Sources said the timing of the MiFID II requirements could coincide with a more volatile market, which could make active management more attractive.
“I am concerned that MiFID II could be an artificial stimulant tipping the scales toward passive management at a time when natural market forces are already at work creating greater demand for transparency and improved market returns,” said Thomas Conigliaro, managing director, global head of brokerage and research services at analytics provider IHS Markit Ltd., New York. ”We may be on the brink of increased equity performance, higher yields and higher volatility, which would naturally favor active management. The question remains whether these draconian regulations, designed to significantly impact active managers more than passive, may be occurring at an inflection point where active managers' performance is poised to improve.”
Added Jack Pollina, managing director and head of global commission at brokerage and financial technology provider Investment Technology Group Inc., New York: “In the market we're under, passive has made more sense. But as volatility enters this market, I think active management may be a better play over time. But (unbundling) will give more transparency. Pension funds now will know exactly what they pay in commissions, research, execution. They'll be able to ask, "Why did one (manager) charge more than another?' It will create more dialogue. The asset manager will call out the broker. There'll be a lot more of that going on. I don't know if unbundling will be a driver to passive; I think most investors will still go with the best return.”

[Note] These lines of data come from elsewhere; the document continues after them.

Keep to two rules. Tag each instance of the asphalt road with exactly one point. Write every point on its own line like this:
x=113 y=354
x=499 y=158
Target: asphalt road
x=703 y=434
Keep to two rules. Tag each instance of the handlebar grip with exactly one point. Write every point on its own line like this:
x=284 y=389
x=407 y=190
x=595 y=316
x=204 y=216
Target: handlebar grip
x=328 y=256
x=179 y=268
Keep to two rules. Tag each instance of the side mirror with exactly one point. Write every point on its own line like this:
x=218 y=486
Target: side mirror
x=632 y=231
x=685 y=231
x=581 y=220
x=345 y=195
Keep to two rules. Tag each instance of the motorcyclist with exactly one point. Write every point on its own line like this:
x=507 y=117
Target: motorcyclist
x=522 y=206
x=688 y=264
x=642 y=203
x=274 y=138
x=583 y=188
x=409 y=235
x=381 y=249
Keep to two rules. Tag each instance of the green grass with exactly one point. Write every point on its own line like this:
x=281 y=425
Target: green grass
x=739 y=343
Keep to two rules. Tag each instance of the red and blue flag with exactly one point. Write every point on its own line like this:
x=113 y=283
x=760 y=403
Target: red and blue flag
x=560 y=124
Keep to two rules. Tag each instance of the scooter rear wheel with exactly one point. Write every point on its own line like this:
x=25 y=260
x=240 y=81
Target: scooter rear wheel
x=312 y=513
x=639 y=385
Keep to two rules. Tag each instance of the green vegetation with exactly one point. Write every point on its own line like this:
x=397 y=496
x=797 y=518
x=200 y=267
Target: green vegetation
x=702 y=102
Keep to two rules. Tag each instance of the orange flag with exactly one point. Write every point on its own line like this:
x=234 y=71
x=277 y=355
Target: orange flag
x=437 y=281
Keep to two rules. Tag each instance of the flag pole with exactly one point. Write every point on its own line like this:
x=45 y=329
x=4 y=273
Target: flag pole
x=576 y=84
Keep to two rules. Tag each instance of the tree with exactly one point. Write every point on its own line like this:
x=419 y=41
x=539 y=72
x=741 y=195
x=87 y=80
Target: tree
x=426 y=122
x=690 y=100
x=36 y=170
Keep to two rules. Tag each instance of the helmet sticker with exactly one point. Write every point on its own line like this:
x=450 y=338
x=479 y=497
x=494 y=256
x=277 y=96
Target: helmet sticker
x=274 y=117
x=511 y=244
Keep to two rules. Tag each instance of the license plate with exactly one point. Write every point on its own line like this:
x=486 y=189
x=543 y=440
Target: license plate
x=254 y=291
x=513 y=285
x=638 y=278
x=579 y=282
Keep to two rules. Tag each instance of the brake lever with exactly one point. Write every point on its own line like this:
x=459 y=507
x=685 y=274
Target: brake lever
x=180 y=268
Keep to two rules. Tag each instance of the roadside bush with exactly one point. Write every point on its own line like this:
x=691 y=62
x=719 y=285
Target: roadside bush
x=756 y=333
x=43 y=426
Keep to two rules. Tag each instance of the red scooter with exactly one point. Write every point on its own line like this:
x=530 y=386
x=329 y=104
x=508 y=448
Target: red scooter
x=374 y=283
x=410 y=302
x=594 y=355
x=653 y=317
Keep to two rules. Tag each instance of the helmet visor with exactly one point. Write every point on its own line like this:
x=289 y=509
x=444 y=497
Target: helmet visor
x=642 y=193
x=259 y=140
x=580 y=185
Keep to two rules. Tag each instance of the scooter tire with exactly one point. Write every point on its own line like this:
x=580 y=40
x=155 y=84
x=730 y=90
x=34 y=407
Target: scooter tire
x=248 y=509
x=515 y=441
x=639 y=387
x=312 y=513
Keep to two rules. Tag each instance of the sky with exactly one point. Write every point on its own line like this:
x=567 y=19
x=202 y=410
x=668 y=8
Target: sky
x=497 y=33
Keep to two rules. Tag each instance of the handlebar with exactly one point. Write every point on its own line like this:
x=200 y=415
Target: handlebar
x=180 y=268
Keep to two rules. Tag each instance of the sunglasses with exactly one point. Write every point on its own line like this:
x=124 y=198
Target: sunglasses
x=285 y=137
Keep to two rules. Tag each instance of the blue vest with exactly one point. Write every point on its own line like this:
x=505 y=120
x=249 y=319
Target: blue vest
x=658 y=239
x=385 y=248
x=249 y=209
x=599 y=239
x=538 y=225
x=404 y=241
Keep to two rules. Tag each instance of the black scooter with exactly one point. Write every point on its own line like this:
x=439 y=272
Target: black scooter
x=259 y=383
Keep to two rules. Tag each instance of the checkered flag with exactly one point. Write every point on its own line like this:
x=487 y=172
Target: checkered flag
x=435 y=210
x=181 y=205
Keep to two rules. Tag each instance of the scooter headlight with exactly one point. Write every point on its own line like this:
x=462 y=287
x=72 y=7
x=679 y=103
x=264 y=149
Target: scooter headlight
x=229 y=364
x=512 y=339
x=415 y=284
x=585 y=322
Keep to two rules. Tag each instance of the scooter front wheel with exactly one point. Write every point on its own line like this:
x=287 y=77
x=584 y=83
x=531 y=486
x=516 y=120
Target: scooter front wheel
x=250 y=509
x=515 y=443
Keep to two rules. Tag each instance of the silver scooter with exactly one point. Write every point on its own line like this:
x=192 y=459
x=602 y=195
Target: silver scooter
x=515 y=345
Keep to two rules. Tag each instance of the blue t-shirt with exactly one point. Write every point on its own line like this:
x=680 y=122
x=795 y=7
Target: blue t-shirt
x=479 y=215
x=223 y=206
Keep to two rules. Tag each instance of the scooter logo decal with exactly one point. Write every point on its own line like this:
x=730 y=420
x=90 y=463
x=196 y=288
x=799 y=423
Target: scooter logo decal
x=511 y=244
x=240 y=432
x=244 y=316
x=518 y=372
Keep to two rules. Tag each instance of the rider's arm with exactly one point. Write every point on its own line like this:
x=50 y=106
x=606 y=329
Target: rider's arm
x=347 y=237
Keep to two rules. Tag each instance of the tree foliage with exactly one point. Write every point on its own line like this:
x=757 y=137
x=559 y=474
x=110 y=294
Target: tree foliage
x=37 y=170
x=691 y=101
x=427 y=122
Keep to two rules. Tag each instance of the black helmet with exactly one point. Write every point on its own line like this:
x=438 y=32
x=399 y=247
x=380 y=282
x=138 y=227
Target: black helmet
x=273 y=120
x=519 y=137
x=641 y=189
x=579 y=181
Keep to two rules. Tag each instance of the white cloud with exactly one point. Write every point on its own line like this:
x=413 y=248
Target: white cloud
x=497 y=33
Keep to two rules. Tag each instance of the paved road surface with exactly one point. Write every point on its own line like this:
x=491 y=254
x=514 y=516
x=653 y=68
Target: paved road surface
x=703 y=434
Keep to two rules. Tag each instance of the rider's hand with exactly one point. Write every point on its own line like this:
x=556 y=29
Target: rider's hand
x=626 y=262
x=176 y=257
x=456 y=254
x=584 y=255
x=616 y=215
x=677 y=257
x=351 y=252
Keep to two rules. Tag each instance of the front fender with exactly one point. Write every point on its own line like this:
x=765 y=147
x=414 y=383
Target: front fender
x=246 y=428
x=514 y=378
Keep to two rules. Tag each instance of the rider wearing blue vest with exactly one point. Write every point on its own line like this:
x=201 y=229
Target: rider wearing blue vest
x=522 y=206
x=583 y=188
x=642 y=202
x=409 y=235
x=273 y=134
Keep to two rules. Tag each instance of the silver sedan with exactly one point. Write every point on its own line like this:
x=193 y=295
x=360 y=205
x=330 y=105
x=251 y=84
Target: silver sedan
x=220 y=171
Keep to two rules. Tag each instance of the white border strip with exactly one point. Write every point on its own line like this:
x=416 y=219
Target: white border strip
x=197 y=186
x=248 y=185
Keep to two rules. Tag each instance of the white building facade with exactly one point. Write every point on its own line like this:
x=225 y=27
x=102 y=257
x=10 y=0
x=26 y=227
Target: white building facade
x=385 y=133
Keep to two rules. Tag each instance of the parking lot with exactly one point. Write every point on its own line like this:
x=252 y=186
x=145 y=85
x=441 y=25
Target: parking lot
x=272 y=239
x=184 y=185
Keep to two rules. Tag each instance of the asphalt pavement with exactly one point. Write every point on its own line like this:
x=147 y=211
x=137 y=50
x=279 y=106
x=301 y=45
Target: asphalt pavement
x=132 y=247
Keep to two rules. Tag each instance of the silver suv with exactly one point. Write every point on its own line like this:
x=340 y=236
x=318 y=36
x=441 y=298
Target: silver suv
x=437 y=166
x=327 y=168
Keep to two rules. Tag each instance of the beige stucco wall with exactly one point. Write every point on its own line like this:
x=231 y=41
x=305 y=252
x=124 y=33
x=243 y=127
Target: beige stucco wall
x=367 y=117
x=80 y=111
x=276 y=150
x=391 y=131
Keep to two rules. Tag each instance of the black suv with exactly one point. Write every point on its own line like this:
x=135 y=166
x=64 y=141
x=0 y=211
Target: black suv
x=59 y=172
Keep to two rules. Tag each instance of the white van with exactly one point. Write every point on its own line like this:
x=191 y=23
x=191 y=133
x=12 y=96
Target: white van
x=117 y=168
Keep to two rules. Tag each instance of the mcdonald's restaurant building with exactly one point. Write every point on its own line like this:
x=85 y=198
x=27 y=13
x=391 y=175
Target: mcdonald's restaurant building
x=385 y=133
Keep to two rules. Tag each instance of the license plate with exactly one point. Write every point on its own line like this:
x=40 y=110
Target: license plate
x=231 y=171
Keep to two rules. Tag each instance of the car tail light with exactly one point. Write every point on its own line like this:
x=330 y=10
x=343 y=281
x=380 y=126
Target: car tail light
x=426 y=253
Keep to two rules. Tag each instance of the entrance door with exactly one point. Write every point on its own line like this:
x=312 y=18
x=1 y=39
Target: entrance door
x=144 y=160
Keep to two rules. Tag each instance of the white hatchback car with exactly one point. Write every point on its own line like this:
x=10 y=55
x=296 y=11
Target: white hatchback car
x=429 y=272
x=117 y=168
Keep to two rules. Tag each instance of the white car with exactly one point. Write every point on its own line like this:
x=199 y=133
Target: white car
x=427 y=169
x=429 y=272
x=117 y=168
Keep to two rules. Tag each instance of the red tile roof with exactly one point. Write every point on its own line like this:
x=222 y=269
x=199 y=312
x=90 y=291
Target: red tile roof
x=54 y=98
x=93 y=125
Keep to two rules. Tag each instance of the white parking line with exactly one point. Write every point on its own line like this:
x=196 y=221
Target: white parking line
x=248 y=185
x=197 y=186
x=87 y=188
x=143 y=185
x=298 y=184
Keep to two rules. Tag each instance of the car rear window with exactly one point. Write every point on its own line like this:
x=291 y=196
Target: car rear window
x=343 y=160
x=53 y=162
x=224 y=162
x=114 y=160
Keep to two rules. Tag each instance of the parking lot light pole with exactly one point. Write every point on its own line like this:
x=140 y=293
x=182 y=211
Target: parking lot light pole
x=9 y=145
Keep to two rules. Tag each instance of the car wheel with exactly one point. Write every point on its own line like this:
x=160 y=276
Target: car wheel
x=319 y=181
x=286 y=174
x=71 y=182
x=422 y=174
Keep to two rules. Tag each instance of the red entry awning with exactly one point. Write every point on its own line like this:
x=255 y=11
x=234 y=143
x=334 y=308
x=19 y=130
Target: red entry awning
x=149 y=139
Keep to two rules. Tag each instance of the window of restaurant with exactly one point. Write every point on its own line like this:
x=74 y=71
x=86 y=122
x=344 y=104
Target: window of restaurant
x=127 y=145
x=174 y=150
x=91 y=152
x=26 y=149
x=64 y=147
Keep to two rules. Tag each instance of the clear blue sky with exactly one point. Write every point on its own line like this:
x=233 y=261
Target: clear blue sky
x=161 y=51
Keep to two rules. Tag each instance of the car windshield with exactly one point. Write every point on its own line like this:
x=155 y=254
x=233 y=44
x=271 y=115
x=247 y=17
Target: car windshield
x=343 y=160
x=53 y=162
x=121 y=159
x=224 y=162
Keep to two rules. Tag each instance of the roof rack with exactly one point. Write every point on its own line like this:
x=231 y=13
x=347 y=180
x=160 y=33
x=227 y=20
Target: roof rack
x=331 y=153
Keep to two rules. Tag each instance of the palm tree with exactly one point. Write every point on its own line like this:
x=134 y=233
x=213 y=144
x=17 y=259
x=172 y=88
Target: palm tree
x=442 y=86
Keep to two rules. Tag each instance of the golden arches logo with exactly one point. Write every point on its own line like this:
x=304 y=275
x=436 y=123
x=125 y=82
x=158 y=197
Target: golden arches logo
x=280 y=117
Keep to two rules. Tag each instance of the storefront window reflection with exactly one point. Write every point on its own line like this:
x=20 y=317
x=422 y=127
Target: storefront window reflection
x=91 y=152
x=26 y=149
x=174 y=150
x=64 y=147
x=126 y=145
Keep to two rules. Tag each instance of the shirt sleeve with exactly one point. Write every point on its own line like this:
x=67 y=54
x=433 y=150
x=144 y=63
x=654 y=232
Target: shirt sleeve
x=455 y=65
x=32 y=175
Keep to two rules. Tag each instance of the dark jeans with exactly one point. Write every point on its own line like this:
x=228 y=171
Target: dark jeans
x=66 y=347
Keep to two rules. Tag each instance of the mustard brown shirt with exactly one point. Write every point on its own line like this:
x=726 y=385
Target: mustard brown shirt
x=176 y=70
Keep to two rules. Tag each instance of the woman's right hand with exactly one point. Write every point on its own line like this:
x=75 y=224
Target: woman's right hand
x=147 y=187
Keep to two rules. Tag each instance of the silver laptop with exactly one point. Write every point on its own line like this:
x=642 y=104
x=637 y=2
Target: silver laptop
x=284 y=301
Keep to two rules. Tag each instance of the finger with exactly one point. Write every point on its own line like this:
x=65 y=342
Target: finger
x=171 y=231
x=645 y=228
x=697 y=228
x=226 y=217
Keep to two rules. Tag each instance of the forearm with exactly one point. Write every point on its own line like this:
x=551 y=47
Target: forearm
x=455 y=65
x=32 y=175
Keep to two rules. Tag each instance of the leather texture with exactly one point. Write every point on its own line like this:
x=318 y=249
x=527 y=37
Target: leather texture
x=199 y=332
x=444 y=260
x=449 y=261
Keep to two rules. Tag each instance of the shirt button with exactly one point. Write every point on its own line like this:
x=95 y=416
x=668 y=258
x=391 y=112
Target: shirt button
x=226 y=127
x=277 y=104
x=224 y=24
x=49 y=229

Jeffrey Levi, principal at money management consultant Casey Quirk, a practice of Deloitte Consulting LLP, Darien, Conn., said he's seen “a real emphasis on portfolio cost vs. expected returns” from asset owners. “That ratio has been going up for years. Manager fees that were in the 10% range are now twice that because of return declines. That's why assets owners have reacted with passive investment and insourcing. MiFID II will accelerate this trend.”
Passive investments as part of large U.S. defined benefit funds' overall U.S. equity allocations have increased over the past two years, according to data reported in Pensions & Investments' annual survey of the nation's largest retirement plans. Passive U.S. equity allocations comprised 54% of all U.S. equity investments for the largest 200 DB plans in terms of assets as of Sept. 30, compared with 51% two years earlier. Active, meanwhile, comprised 38% of U.S. equity allocations as of Sept. 30, down from 41% two years prior.
Zeno's Mr. Glass said that, ultimately, asset owners will consider active management from either a quantitative or emotional perspective — with a quantitative view benefiting active managers while the emotional will target the increased research disclosure as yet another cost of active management at a time when asset owners want to reduce fees.